Researchers at MIT say a framework they've developed for browsers can reduce page load-times by up to 34 percent and enhance data-compression techniques used in Chrome.
MIT Computer Science and Artificial Intelligence Laboratory (CSAIL) and Harvard University researchers argue that the framework could, if adopted by browsers, make a significant contribution to existing compression-focused efforts to cut page load-times.
The researchers believe their framework can contribute to the ongoing quest for faster mobile-page load-times, highlighting that fickle mobile users will abandon pages over millisecond delays.
"It can take up to 100 milliseconds each time a browser has to cross a mobile network to fetch a piece of data," said PhD student Ravi Netravali, a contributor to the Polaris paper.
"As pages increase in complexity, they often require multiple trips that create delays that really add up. Our approach minimizes the number of round trips, so that we can substantially speed up a page's load-time," he added.
The researchers compare the system to providing a traveller with a list of cities ahead of a trip so the individual can plan the fastest route.
The paper will be presented at this week's USENIX Symposium on Networked Systems Design and Implementation, where Google researchers last year revealed its Flywheel proxy compression technology for Chrome.
FlyWheel is also focused on improving the web for mobile-device usage. However, it was aimed at reducing mobile data consumption and related costs rather than load-times.
FlyWheel compressed web content by about 50 percent. But while it cut load-times for large pages, it caused higher load-times for small pages.
The researchers behind Polaris say they tested the system under a range of network conditions on 200 popular websites, including Apple.com, ESPN.com, NYTimes.com, and weather.com.
The reduction of up to 34 percent was measured on tests "run with latencies ranging from 25ms to 500ms, and bandwidths ranging from 1Mbps to 25Mbps".

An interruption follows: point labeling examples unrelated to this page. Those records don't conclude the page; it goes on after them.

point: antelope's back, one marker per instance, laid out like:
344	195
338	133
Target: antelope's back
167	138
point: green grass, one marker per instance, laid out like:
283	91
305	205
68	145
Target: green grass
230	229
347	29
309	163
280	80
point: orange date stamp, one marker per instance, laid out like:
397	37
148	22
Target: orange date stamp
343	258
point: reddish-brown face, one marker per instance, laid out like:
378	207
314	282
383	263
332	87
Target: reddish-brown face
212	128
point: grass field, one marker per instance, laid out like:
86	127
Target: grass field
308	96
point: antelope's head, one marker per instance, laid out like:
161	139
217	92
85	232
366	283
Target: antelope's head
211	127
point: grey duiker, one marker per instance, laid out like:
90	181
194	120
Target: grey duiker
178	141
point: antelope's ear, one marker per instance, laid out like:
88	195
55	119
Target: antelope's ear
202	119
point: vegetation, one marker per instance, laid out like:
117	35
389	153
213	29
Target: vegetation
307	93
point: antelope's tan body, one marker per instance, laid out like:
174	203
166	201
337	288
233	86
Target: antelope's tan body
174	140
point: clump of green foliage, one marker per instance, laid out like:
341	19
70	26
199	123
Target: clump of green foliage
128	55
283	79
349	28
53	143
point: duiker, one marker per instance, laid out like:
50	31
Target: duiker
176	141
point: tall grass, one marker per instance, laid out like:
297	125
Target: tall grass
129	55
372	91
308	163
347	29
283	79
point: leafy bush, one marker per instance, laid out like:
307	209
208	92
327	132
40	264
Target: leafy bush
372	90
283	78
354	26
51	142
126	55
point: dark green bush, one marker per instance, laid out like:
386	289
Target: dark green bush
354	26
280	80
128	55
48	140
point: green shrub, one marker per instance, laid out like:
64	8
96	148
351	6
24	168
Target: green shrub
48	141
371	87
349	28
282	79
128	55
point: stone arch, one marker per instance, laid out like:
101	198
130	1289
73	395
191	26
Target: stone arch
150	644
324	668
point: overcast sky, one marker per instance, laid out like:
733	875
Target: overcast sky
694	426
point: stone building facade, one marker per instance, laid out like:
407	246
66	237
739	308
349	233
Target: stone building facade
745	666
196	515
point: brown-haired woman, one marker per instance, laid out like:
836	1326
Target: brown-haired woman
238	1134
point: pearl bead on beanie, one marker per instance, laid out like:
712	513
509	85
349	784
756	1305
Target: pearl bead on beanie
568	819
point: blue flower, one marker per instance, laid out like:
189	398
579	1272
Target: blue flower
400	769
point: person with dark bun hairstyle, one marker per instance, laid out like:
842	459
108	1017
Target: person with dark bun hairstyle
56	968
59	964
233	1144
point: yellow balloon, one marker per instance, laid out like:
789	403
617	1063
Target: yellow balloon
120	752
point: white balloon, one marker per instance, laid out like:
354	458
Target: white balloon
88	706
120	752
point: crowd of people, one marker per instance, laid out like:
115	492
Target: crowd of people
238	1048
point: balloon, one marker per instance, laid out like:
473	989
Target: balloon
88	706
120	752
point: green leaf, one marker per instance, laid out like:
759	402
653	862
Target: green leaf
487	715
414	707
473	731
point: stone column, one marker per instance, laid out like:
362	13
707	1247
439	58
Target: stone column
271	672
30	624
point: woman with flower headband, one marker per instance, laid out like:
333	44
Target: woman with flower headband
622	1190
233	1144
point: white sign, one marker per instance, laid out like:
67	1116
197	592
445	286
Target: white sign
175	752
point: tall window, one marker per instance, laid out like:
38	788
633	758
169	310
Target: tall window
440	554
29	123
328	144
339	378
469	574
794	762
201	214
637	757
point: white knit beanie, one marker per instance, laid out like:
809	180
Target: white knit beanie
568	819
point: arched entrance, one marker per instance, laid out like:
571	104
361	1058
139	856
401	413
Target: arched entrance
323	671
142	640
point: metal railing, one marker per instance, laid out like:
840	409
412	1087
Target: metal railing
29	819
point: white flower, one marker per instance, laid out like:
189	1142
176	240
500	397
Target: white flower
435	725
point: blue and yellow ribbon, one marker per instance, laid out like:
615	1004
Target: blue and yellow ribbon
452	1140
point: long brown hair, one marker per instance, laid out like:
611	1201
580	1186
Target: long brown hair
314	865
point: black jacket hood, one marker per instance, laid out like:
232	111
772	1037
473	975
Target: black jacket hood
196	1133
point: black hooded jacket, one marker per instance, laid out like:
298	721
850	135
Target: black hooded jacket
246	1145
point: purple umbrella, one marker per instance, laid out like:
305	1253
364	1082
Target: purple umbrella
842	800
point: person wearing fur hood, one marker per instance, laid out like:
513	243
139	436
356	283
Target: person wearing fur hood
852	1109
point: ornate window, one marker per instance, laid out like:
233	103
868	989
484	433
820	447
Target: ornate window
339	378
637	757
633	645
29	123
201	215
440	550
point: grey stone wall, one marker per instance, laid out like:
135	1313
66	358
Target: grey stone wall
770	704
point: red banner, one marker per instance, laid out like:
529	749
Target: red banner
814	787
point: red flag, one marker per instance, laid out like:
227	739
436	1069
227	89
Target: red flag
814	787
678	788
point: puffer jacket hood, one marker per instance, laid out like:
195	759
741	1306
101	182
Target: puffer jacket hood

The largest load-time reductions were achieved on ESPN and weather.com, which had the most complex dependency graphs, while for Apple.com Polaris made little difference.
They also found the benefits of Polaris increase as network latency increases, because "higher RTTs (round-trip times) increase the penalty for bad fetch schedules". So, they argue, Polaris could be particularly useful for poor networks.
However, they note that all tests were run on "cold browser caches" and that Polaris offers little advantage over a standard scheduling algorithm on sites, for example, like eBay, which caches 92 percent of all objects.
Still, the CSAIL team claims Polaris' improvements on load-time "are more consistent and more substantive" than compression techniques.
Professor Hari Balakrishnan, another contributor to the paper, commented: "Rather than decreasing the number of transferred bytes, we think that reducing the effect of network delays will lead to the most significant speedups."